Jetzt ist Ihre Meinung gefragt zu *Netflix The Witcher: Staffel 2 - Details zu Schauspielern und Drehbeginn bekannt*

						Die The-Witcher-Serie auf Netflix bekommt eine zweite Staffel - und die Dreharbeiten für die Fortsetzung sollen bald beginnen. Außerdem gibt es neue Einzelheiten zum Cast der Season: Eine weitere bekannte Schauspielerin stößt zur Darsteller-Riege hinzu.

						Bitte beachten Sie: Der Kommentarbereich wird gemäß der Forenregeln moderiert.

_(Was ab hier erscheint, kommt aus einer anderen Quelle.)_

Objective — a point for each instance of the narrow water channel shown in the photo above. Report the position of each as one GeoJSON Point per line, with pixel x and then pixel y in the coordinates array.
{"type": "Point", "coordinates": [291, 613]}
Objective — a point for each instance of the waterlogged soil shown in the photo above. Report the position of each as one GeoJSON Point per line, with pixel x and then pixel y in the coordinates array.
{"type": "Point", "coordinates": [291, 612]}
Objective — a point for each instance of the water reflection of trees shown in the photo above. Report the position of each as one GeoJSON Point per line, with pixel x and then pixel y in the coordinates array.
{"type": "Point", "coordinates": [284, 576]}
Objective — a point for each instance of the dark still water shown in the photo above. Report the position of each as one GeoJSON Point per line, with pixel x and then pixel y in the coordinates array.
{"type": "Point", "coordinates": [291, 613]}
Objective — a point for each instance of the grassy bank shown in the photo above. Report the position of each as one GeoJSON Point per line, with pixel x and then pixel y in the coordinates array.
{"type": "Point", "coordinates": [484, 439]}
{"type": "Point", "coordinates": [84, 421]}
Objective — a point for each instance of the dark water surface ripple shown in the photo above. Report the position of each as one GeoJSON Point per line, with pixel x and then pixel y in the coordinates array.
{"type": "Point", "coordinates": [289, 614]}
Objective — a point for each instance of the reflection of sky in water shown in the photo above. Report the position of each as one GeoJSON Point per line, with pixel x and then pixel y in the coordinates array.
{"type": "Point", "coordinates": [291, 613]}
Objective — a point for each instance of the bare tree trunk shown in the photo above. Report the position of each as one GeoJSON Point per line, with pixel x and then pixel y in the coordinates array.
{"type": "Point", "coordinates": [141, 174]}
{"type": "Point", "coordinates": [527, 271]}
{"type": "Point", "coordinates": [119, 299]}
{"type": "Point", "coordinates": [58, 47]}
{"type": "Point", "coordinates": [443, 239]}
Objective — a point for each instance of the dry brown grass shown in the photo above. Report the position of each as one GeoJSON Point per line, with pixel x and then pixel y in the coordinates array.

Allgemeine Fragen und Kritik zu Online-Artikeln von PC Games Hardware sind im Feedback-Unterforum zu veröffentlichen und nicht im Kommentarthread zu einer News. Dort werden sie ohne Nachfragen entfernt.




			Dieser Inhalt steht nur eingeloggten Mitgliedern zur Verfügung.
        

 Zurück zum Artikel: *Netflix The Witcher: Staffel 2 - Details zu Schauspielern und Drehbeginn bekannt*


----------



## Rollora (9. Februar 2020)

Ich hoffe sie märzen alle Fehler von Staffel 1 aus. Erzählstruktur, Story, Drehbuch etc. Witcher hat viel Potential, jetzt muss mans nur noch nutzen


----------



## Johnjoggo32 (9. Februar 2020)

Sind doch gute Nachrichten für die Fans die die Serie mochten. Freut mich für die Fans. Das kann die Wartezeit erträglicher machen.

Mich hat's leider null gehooked und ich hab nicht sonderlich weit geschaut. Hatte mir von einer Adaption auf Basis der Bücher und Kurzgeschichten mehr erhofft.


----------



## Der_Schnueffler149 (10. Februar 2020)

Auch der Sturm konnte meinen Hypetrain nicht aufhalten


----------



## P2063 (10. Februar 2020)

Rollora schrieb:


> Ich hoffe sie märzen alle Fehler von Staffel 1 aus. Erzählstruktur, Story, Drehbuch etc.



Weil man wegen der verschiedenen Zeitlinien ausnahmsweise mal etwas mitdenken musste? Ich fand grade das großartig, gibt doch sonst aktuell fast nur noch leichte Kost ohne wiedersehenswert.


----------